3. The method of claim 1, further comprising transmitting the scheduling request to request the new resource for transmitting the channel state information report prior to the second time.

4. The method of claim 1, wherein the new resource comprises a sidelink shared channel resource.

5. The method of claim 1, wherein determining that no resource for transmitting the channel state information report is available prior to the second time comprises determining that there are no sidelink shared channel resources allocated for accommodating a sidelink channel state information reporting medium access control control element and a subheader corresponding to the medium access control control element.

6. The method of claim 1, further comprising identifying a maximum time to respond to the channel state information request.

7. The method of claim 6, wherein the second time occurs the maximum time after the first time.

8. The method of claim 1, wherein the second time comprises a time of a next physical uplink control channel transmission occasion of a scheduling resource configuration for sidelink channel state information, and sidelink resources are allocated for a new transmission later than the second time.

9. The method of claim 1, further comprising, in response to determining that a resource for transmitting the channel state information report, the medium access control control element, or the combination thereof is available prior to the second time, triggering a scheduling request to request a new resource for transmitting the channel state information report, the medium access control control element, or the combination thereof in response to a sidelink logical channel restriction parameter.

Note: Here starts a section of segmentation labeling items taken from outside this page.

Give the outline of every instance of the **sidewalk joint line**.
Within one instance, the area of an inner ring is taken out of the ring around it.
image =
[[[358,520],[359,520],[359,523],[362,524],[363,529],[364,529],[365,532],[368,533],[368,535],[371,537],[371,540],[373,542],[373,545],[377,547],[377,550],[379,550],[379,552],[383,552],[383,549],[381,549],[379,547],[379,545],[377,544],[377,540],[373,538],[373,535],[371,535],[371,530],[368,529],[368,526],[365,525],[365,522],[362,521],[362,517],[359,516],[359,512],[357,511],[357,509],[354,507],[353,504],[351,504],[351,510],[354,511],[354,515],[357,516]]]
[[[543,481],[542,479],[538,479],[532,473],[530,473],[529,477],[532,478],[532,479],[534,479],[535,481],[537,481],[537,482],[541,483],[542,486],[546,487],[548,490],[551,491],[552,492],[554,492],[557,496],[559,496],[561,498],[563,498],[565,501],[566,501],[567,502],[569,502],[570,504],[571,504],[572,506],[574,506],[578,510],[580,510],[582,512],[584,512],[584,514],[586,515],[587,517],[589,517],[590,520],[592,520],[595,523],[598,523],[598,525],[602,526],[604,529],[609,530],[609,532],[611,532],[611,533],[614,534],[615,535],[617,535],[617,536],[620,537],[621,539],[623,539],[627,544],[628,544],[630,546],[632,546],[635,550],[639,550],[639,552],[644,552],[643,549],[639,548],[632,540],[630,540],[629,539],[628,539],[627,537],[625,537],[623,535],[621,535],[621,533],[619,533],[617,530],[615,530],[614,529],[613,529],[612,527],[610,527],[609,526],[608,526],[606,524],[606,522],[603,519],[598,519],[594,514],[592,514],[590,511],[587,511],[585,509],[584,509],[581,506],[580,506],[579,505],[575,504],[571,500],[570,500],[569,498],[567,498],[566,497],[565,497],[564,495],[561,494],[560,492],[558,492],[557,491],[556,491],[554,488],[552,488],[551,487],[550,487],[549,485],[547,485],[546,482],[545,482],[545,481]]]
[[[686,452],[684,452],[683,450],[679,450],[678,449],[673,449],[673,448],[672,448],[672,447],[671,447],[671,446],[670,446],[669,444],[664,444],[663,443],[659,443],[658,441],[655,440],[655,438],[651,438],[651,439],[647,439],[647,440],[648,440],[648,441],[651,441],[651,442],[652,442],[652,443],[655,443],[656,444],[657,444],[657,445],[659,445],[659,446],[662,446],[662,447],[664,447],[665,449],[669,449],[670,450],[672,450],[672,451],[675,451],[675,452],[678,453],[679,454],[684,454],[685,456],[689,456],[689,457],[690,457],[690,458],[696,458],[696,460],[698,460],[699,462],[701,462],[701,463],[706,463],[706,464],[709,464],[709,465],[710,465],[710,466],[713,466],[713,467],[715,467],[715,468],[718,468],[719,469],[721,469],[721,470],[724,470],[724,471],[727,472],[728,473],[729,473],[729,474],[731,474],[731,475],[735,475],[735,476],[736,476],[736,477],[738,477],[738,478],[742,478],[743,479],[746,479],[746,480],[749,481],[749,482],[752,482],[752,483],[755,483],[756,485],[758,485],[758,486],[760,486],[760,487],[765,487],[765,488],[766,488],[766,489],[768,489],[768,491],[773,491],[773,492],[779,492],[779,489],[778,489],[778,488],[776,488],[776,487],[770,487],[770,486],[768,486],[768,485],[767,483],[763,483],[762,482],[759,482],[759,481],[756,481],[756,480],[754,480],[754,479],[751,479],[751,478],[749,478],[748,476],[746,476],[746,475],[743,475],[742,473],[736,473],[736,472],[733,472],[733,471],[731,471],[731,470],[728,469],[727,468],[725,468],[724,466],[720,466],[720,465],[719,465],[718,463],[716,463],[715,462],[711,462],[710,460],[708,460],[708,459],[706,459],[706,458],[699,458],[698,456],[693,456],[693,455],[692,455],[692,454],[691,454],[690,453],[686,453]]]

10. The method of claim 1, wherein the sidelink restriction parameter comprises a PC5 logical channel restriction parameter.

11. An apparatus comprising:

a receiver that receives a channel state information request at a first time; and

a processor that:

determines whether a resource for transmitting a channel state information report is available prior to a second time; and

in response to determining that no resource for transmitting the channel state information report is available prior to the second time, triggers a scheduling request to request a new resource for transmitting the channel state information report prior to the second time.

12. The apparatus of claim 11, wherein the channel state information report is transmitted using a medium access control control element.

13. The apparatus of claim 11, further comprising a transmitter that transmits the scheduling request to request the new resource for transmitting the channel state information report prior to the second time.

14. The apparatus of claim 11, wherein the new resource comprises a sidelink shared channel resource.

15. The apparatus of claim 11, wherein the processor determining that no resource for transmitting the channel state information report is available prior to the second time comprises the processor determining that there are no sidelink shared channel resources allocated for accommodating a sidelink channel state information reporting medium access control control element and a subheader corresponding to the medium access control control element.

16. The apparatus of claim 11, wherein the processor identifies a maximum time to respond to the channel state information request.

17. The apparatus of claim 16, wherein the second time occurs the maximum time after the first time.

18. The apparatus of claim 11, wherein the second time comprises a time of a next physical uplink control channel transmission occasion of a scheduling resource configuration for sidelink channel state information, and sidelink resources are allocated for a new transmission later than the second time.

19. The apparatus of claim 11, wherein the processor, in response to determining that a resource for transmitting the channel state information report, the medium access control control element, or the combination thereof is available prior to the second time, triggers a scheduling request to request a new resource for transmitting the channel state information report, the medium access control control element, or the combination thereof in response to a sidelink logical channel restriction parameter.

20. The apparatus of claim 11, wherein the sidelink restriction parameter comprises a PC5 logical channel restriction parameter.